26.4 In case an article is found with mistakes, it will be taken down from website immediately and the author or other relevant person will be asked to make relevant corrections and resubmit within 72 hours.
26.5 Any delay in resubmission will result in cancellation of article for publication in that issue or as decided by the post publication committee.
26.6 The details of all the articles reviewed by post publication committee will be presented in the fortnightly meeting of the editorial board.
26.7 The Post publication committee can hold meeting as and when required in addition to the fortnightly meeting of the editorial board. The time and venue of meeting will be decided by the chairperson of the committee.
26.8 In case of any controversy or appeal from the author, the decision will be made by the Editorial board in its fortnightly meeting.
26.9 All the decisions of the post publication committee will be recorded in the minutes of the editorial board meeting.
26.10 In addition to the current issue, the previous issues will be reviewed from the archives of the website and the same procedure will be followed.
26.11 If article violated a copyright of another publisher, has serious flaws that undermines the reliability of data and results or there is evidence of duplicate publication or submission or any other ethical dilemma, the article should be rejected and retracted on charges of Misconduct/Fabrication/Plagiarism/Falsification.
27.0 Appeals and complaints
27.1 All appeals and complaints regarding (but not limited to) misconduct, authorship conflicts or plagiarism in publications in THE THERAPIST will be directed to the Competent Authority i.e, the DirectorLahore Medical Research Center.
28.0 Fast Track Review
We offer fast track review and full online publication in minimum time of four weeks. All the research articles of exceptional clinical importance or having some important public policy reason for urgent publication maybe dealt according to fast track policy. The Editorial board will consider your application for Fast Track Review only if:
- You will also be required to explain clearly in your cover letter/ rapid review form why your article is of sufficient importance and urgency to jump the queue.

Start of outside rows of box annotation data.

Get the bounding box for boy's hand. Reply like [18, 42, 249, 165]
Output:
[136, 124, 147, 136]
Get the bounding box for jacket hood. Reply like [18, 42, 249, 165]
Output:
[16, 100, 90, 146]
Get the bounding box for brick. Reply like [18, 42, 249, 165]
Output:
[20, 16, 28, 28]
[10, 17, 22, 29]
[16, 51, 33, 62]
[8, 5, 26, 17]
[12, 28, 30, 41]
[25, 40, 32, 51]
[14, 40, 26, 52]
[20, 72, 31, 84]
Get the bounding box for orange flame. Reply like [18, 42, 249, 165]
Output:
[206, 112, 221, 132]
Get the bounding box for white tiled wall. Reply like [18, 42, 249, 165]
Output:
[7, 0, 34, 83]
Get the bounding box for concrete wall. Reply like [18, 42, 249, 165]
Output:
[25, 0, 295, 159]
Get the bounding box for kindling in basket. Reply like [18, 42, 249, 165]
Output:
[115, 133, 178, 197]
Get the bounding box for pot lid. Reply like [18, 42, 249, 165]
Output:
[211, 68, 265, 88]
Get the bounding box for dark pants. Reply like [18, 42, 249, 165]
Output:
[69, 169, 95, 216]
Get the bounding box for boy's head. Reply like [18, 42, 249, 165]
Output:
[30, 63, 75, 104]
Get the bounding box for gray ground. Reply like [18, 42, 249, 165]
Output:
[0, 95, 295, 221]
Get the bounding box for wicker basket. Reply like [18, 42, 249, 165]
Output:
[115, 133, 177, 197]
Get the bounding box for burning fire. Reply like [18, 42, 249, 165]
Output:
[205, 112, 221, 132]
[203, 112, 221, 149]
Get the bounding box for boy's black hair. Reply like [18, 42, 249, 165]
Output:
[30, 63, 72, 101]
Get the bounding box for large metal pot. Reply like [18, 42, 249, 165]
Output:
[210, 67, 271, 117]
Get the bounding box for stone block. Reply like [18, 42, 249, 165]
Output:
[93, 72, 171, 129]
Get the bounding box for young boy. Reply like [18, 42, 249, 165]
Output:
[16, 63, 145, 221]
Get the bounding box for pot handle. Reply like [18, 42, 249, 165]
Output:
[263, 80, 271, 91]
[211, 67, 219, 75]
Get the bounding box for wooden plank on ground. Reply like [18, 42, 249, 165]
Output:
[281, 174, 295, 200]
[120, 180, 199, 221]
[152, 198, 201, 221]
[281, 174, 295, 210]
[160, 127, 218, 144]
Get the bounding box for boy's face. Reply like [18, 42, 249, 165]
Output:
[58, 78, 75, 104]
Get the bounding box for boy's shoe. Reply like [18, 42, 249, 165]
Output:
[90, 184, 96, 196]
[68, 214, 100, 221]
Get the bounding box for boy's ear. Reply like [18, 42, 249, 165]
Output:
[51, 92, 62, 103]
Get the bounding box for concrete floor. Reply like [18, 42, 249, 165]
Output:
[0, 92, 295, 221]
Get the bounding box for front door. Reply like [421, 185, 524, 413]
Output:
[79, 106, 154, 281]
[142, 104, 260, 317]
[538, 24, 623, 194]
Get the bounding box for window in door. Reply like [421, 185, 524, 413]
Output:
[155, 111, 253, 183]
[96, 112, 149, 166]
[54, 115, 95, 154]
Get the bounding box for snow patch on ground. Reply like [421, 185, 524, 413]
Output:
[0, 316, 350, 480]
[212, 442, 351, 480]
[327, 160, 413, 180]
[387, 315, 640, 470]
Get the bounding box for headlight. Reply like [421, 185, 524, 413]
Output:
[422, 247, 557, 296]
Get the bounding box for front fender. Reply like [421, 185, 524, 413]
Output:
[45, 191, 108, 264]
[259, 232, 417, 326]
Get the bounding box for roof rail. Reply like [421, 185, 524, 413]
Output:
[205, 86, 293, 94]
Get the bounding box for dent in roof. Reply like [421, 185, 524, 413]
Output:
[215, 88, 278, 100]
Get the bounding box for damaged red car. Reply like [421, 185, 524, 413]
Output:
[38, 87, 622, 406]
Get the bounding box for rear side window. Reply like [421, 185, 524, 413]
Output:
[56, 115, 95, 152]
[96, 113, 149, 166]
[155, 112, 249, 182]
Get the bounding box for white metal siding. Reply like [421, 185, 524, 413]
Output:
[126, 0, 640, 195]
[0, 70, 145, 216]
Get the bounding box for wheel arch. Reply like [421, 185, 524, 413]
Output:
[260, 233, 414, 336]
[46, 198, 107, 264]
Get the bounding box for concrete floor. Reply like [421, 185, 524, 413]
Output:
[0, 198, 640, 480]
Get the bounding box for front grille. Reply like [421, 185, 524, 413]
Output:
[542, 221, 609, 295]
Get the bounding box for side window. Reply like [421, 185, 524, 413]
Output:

- Upon submission of the paper the author/authors will suggest three or four people who might be suitable reviewers for research paper and give their contact details (including email).
- If only minor amendments are suggested by the reviewers, then we will try to publish your reseach paper on fast track policy after 4 weeks and not more than 6 weeks.
- We will communicate our decision of dealing with your paper on fast track and suggest changes in the paper if needed.
- The revised manuscript must be resubmitted within 48 hours of emailing you about changes required, please include table of corrections in revised manuscript.
- If the paper is accepted we will try to publish it as soon as possible.
- If major changes/revision are required in the research paper, the article will not be dealt on fast track policy.
- All postgraduate students having compulsory requirement of publication for completion of PHd/2nd Fellowship degrees would be dealt with fast track policy .
Exceptions to all the timelines above include the situation where a theme issue is planned for a particular date, when the paper arrives over a public holiday, you when you need longer than 48 hours to revise the manuscript, or as otherwise negotiated.
29.1 Higher Education Commission
29.2 Pakistan Medical and Dental Council
29.3 International Committee of Medical Journal Editors
29.4 Committee of Publication Ethics
29.5 Editorial Policy of New England Journal of Medicine
29.6 Editorial Policy of British Journal of Medicine
29.7 Editorial Policy of BioMed Central
29.8 World Association of Medical Editors
- Repository policy
Policy with regard to the different versions of the paper:
- Submitted version
- Accepted version (Author Accepted Manuscript)
- Published version (Version of Record)
All Versions are allowed to be deposited in an institutional or other repository of the author’s choice without embargo.